Professional wrestling has encompassed numerous generations in American culture and global culture in indomitable ways. From selling out arenas worldwide (from MSG in NYC, Las Vegas, and to Berlin) to massive fan clubs growing, professional wrestling history has played a massive role in the development of modern-day culture. Its history has not been a crystal stair to keep it real. There are numerous true stories of sexism, bar fights, racism, deaths, steroids, nepotism (as found in the good ole boy network as accurately pointed out by icon Booker T), economic exploitation, hypocrisy, and other evils found in the professional wrestling atmosphere. Also, there has been positive news in professional wrestling over the course of 40 years. There has been an increase of black people, other people of color, poor people, and women involved in professional wrestling (with a wide array of athleticism, ring performances, charisma, communication skills, etc.) from Bianca Belair, the late Chyna, Trick Williams, Jade Cargill, Naomi, Booker T., Rhea Ripley, The Rock, Charlotte Flair, Asuka, etc.

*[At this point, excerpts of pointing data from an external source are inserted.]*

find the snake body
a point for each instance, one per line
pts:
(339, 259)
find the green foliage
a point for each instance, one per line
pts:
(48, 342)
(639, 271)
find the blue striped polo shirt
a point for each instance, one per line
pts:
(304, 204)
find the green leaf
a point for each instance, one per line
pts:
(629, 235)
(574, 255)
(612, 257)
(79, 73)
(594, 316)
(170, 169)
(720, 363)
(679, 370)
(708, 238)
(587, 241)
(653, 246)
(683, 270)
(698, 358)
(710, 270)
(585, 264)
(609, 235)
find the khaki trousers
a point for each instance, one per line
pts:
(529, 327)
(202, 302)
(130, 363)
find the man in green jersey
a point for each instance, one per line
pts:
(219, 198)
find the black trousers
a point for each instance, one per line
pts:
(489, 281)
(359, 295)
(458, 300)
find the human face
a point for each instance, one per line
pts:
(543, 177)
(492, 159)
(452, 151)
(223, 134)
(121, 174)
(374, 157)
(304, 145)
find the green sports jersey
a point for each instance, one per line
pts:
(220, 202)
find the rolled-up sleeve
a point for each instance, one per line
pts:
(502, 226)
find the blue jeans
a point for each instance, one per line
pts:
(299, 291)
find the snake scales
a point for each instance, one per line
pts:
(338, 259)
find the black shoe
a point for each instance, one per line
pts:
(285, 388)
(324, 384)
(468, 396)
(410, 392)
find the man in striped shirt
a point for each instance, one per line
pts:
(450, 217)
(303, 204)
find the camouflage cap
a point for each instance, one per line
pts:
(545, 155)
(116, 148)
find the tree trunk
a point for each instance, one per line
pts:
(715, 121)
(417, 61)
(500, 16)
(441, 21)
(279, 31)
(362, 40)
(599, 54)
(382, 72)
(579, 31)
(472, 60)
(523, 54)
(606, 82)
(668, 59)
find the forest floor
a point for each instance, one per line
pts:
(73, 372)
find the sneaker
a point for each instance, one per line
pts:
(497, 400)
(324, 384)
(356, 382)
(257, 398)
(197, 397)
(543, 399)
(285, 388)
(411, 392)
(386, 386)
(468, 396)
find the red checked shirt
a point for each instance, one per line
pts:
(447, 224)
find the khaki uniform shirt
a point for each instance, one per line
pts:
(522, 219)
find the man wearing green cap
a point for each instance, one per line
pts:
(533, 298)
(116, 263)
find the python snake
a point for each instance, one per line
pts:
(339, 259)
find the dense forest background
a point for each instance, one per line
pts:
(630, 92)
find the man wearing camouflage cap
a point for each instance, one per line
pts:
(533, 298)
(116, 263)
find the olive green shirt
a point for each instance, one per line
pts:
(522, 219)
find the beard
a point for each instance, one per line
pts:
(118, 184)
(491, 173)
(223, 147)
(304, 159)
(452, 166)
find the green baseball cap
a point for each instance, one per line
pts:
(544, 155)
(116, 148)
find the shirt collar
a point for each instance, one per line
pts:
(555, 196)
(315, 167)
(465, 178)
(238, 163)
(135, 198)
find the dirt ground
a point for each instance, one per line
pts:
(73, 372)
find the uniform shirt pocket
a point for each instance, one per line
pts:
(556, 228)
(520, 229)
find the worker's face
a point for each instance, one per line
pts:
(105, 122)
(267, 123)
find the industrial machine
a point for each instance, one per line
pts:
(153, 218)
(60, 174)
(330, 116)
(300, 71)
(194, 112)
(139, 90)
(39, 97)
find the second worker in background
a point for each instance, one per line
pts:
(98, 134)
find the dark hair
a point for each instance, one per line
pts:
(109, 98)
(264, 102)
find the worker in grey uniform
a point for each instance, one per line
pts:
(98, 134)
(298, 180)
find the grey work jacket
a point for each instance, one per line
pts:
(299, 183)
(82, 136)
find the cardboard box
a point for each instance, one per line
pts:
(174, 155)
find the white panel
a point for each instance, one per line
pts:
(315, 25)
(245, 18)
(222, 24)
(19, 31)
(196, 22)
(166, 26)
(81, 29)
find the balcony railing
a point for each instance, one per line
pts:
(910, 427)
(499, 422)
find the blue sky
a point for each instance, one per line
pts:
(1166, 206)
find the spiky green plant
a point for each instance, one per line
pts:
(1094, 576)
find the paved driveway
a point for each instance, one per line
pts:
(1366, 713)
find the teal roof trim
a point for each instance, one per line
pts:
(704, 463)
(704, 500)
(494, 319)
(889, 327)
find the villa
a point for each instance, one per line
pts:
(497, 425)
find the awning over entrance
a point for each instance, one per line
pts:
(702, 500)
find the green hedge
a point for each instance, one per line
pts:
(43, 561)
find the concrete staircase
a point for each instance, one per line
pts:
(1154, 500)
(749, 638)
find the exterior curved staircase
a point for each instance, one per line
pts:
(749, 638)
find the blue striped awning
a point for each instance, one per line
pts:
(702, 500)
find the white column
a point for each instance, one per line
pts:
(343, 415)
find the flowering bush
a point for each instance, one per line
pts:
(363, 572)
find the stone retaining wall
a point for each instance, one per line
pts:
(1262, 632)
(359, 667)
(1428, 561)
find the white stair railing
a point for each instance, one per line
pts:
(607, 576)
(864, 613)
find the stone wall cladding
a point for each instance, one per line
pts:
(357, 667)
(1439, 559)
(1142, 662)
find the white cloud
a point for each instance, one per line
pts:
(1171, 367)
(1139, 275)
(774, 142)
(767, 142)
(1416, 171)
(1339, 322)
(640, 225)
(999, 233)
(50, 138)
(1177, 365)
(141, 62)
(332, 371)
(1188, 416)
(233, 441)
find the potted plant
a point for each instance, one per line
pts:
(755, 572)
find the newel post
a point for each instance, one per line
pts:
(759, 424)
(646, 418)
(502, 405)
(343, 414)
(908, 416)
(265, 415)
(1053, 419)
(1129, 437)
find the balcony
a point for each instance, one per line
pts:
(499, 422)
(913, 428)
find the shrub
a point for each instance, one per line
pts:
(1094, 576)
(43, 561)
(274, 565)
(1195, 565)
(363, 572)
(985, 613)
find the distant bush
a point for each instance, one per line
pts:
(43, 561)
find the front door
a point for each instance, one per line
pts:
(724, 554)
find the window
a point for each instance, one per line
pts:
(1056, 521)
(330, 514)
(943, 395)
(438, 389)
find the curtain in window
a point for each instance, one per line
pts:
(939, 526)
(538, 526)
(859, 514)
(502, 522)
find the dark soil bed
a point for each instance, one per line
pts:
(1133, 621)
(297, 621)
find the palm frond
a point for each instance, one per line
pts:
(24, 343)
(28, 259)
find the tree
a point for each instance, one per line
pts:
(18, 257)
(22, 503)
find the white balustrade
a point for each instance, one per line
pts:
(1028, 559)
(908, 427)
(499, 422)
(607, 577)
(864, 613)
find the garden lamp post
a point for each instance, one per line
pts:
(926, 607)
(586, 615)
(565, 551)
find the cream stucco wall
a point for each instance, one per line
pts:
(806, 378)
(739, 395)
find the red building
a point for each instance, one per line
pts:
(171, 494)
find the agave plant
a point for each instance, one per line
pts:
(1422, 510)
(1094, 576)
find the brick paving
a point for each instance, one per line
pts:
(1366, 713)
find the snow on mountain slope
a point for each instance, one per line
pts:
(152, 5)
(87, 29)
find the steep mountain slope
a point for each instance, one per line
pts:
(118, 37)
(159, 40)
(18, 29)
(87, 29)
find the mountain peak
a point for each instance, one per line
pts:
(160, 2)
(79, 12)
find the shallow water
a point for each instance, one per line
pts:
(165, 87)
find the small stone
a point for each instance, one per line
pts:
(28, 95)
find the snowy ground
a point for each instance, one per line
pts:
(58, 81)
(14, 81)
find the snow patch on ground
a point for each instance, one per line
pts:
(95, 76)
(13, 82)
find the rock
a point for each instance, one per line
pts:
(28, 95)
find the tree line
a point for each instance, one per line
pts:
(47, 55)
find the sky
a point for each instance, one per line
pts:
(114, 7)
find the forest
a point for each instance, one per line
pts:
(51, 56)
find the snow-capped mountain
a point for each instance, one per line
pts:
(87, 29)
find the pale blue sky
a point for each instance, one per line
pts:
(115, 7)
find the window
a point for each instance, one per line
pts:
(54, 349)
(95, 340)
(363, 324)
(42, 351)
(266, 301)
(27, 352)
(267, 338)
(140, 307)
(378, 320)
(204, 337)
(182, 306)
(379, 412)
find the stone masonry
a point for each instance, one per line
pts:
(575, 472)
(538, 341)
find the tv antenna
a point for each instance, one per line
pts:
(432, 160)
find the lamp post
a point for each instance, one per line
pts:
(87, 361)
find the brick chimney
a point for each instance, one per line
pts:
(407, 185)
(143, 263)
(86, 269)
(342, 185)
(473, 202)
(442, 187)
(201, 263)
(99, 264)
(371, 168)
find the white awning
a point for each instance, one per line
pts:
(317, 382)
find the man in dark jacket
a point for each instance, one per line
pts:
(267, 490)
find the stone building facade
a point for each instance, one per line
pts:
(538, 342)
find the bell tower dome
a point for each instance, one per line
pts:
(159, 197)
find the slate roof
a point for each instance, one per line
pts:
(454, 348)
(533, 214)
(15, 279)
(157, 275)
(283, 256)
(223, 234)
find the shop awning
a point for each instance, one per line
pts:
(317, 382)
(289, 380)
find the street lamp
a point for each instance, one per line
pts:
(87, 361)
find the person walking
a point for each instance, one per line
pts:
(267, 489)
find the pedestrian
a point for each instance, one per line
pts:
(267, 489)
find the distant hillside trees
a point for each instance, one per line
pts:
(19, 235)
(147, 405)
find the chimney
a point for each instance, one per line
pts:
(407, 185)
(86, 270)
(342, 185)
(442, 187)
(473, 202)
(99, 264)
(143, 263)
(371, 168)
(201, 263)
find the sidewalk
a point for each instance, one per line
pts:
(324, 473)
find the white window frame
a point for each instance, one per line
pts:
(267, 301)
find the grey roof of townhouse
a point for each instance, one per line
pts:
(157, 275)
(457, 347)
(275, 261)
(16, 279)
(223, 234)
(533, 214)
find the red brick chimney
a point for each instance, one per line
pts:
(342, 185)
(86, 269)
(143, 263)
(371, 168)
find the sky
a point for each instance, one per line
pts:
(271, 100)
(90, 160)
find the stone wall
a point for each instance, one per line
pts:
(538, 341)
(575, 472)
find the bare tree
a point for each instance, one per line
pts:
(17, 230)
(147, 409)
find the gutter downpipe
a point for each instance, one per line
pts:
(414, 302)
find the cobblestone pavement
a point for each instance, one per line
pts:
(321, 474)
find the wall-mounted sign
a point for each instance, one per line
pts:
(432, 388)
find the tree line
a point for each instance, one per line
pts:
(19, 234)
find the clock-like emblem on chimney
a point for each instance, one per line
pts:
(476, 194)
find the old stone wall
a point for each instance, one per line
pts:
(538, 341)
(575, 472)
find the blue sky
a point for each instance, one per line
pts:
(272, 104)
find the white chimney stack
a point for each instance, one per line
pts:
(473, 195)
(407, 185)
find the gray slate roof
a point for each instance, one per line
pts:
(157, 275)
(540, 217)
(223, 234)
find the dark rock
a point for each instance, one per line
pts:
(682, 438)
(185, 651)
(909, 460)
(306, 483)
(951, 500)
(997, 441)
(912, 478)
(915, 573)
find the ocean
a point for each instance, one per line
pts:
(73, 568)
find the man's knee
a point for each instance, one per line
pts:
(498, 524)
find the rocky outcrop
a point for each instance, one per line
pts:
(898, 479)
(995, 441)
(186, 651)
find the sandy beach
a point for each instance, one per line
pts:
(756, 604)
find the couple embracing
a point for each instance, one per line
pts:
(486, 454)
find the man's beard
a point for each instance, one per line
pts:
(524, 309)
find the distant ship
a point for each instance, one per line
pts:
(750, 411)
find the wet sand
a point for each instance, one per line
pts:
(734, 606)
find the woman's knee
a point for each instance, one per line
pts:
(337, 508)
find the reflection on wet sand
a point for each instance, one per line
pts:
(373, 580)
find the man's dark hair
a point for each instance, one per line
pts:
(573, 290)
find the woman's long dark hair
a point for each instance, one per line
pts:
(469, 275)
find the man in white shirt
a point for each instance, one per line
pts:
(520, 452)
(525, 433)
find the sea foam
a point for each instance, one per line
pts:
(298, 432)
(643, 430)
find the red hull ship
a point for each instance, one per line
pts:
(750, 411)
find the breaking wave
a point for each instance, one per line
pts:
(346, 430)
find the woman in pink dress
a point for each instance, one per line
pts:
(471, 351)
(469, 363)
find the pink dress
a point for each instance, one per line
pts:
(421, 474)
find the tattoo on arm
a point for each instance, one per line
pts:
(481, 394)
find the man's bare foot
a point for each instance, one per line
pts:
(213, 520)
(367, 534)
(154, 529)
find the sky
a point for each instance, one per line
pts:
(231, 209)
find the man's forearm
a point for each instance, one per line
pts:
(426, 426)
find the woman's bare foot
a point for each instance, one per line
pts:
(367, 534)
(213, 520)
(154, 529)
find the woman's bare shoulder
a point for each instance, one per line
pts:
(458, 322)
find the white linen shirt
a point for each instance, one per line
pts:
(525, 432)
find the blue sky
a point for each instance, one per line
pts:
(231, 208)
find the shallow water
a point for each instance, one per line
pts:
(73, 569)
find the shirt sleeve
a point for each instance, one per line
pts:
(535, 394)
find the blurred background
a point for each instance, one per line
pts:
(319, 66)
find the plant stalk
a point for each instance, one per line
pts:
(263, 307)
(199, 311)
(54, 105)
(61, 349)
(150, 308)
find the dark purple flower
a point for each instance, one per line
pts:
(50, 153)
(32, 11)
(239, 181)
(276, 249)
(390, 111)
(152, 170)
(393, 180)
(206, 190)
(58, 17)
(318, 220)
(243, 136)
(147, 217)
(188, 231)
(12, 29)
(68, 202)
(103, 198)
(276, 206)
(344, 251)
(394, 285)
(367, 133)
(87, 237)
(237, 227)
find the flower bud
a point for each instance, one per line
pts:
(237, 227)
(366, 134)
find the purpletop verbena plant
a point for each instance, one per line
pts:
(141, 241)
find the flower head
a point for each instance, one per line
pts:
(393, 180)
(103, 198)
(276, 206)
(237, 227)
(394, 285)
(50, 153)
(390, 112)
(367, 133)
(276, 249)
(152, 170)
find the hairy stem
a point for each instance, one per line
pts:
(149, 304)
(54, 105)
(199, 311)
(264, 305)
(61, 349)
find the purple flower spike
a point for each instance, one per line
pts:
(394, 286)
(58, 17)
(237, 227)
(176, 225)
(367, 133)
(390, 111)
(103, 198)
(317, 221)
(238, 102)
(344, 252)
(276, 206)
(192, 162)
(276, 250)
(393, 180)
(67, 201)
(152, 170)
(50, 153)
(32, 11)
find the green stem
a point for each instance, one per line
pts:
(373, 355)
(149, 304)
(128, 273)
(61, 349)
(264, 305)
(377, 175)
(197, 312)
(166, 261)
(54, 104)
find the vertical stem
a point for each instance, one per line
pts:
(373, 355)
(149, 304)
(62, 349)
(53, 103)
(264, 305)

We witness tons of professional wrestlers working in legitimate philanthropy to help those in poverty, suffering illnesses, and diseases, and others suffering massive pain. They have inspired people to achieve their own measure of excellence (whether that will be STEM, education,  sports, literature, fashion, entrepreneurship,  and economics in general). Excellence isn't just about you. It's about much a person can give and sacrifice to assist their neighbors in their daily lives. Life is like a dream but to be taken seriously. Professional wrestlers put their lives on the line to be pioneers, athletes, performance makers, and story makers. Therefore, we will always honor great professional wrestlers who represent integrity, creativity, and the love of the art of visionary human expression.